После полутьмы лестничной площадки и коридора, комната ударила в глаза ярким светом. Она была квадратная, с тёмной мебелью и квадратным же старомодным столом почти посредине.
–  Садитесь, – пригласила меня мать; и я увидел в углу на диване светловолосую девочку, которая, хихикая, прятала личико в коленях.
–  Это моя младшая дочь, – уточнила мать.

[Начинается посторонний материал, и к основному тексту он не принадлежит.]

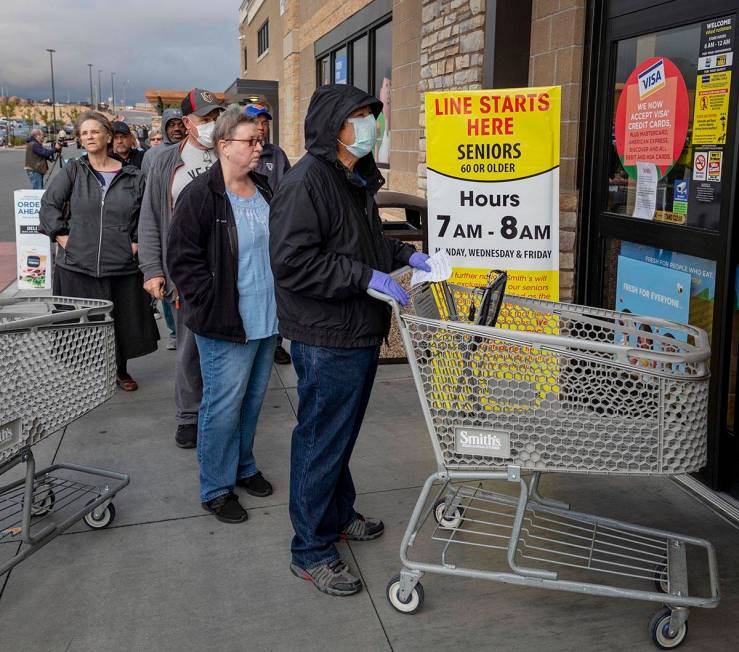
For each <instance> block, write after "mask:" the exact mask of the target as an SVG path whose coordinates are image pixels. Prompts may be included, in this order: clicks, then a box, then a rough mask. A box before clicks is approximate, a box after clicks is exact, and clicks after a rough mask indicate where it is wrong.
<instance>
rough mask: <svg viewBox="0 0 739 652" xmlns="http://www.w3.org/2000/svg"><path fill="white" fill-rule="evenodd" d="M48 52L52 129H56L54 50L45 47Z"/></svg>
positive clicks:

Я сел на шаткий стул под большой люстрой из чешского стекла. Девочка не собиралась уходить и короткими взорами стреляла в мою сторону. Пожалуй, я здесь интересовал её более, чем остальных. Я не мог ей не улыбнуться, и поскольку влюблён был не в неё, а в её сестру, улыбка эта получилась не такой подавленной. Она спрятала глаза, но это была игра, не похоже было, что она слишком смущена. В ней угадывалась та же порода, что в матери и сестре, хотя на последнюю на первый взгляд она была совсем не похожа.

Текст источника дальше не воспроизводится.